First ran Sunday, Sept. 12, 2021, in The Times and The News-Star.

Airplane pilots call it “severe clear,” when the sky is so blue you can see forever, when visibility is unlimited.

In the re-telling of stories from 9/11 survivors and people who were on the scene in New York City that day, so many remarked on the sky that Tuesday morning, a forever blue, cloudless sky.

Severe clear.

A strange and eerie coincidence then, that America never saw it coming. The sky and the international landscape was changed forever after American Airlines Flight 11, a Boeing 767 carrying 81 passengers—including five hijackers—and 11 crew members, left Boston’s Logan International Airport at 7:59 EDT bound for Los Angeles International Airport and crashed into the North Tower of the World Trade Center at 8:46 EDT.

Those of a certain age will always remember where they were when they heard. I had just dropped off my No. 1 son at junior high when the voice on the radio told me a plane had crashed into the World Trade Center. So someone piloting a little twin-engine must have had a heart attack or something, you figured. Tragic.

Except that’s not what happened at all.

This was the first major news event in which the world was wired for immediate participation in what was happening that day in Manhattan. Social media. Internet. Live pictures. We were left to try and figure out in real time what was happening, just as the reporters were trying to do.

It wasn’t until Wednesday, September 12—20 years ago this Sunday—that the last of the 20 survivors of the towers’ collapse was rescued from the rubble, a Port Authority secretary named Genelle Guzman-McMillan. She’d been buried for 27 hours and is alive today, she said this week, because of the grace and goodness of God sparing her so she could share her story.

Because two decades have passed, young adults who were alive at the time but too young to remember might want to know more about that day. Or if you’re my age, you might want to know more, or to remember more. A couple of suggestions…

“102 Minutes: The Unforgettable Story of the Fight to Survive Inside the Twin Towers” is one of the two best books I’ve read on 9/11. New York City newspaper journalists Jim Dwyer and Kevin Flynn wrote it after three years of reporting. It’s 400 pages and was released in 2005.

This book concentrates solely on what was happening inside the towers before the first plane hit until the end of the day.

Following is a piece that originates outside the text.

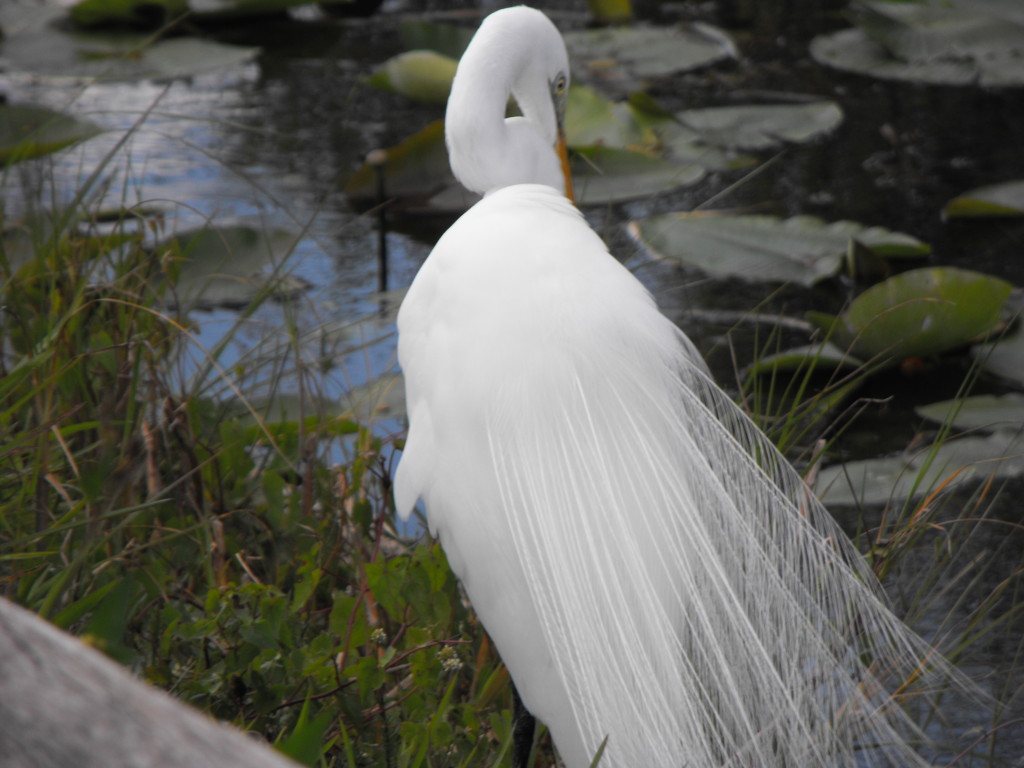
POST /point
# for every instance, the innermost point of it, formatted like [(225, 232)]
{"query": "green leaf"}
[(994, 201), (423, 75), (348, 610), (303, 743), (28, 132), (825, 356), (105, 629), (802, 249), (763, 126), (921, 312), (606, 175)]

It’s written almost like a novel. It’s detailed with the smallest things of significance, like the names of the two people who had been at a breakfast meeting and were the last to safely leave Windows on the World, located on the 107th floor of the World Trade Center and one of the city’s greatest restaurants. It’s just one of the many cases of blind luck, one of the examples of timing that was either lucky or fatal that day.

Rick Atkinson, the Pulitzer Prize-winning author of “An Army At Dawn,” the first of his Liberation Trilogy books on WWII, describes it like this: “’102 Minutes’ does for the September 11 catastrophe what Walter Lord did for the Titanic in his masterpiece, ‘A Night to Remember’ . . . Searing, poignant, and utterly compelling.”

(If you haven’t read “A Night to Remember,” read that too.)

Another book, this one much broader, is “The Only Plane in the Sky: An Oral History of 9/11.” Garrett M. Graff wrote it after doing a takeout magazine piece and decided to vastly magnify that by talking to literally hundreds of people.

National Public Radio describes the book this way: “Graff has woven a powerful, graphic narrative of how September 11 played out everywhere from the International Space Station to the inside of the collapsing World Trade Center towers.”

One of our astronauts on the Space Station tells of how weird it was to look at America and see no contrails that afternoon. Usually, there are hundreds.

But on 9/11, by early afternoon, Air Force One was the “only” plane in the sky. The only others were the military jets dispatched to fly with it and the planes launched to protect the blazing Pentagon and Washington, D.C.

The book has been described as “the most human portrait of the September11 attacks yet,” and I’d agree. Interviews of almost 500 people, from government officials to friends and family members of survivors to witnesses and first responders.

I listened to this book instead of reading it because of the transcripts live from the actual day, including some telephone conversations from passengers who were trying to inform authorities. Some of the people talking are the actual people, and some are actors portraying the people. Everyone from the president to school children to a sheriff and fireman in Pennsylvania responding to the crash of Flight 93 in Shanksville.

The book was published in 2019 and won an Audio Book of the Year award in 2020. Listening time is 16 hours. Fairly profound. It’s a history book for a younger person who might want to know what that day was like. A day of evil tragedy, of a blue sky turned black. But also a day of many, many heroes. Never forget.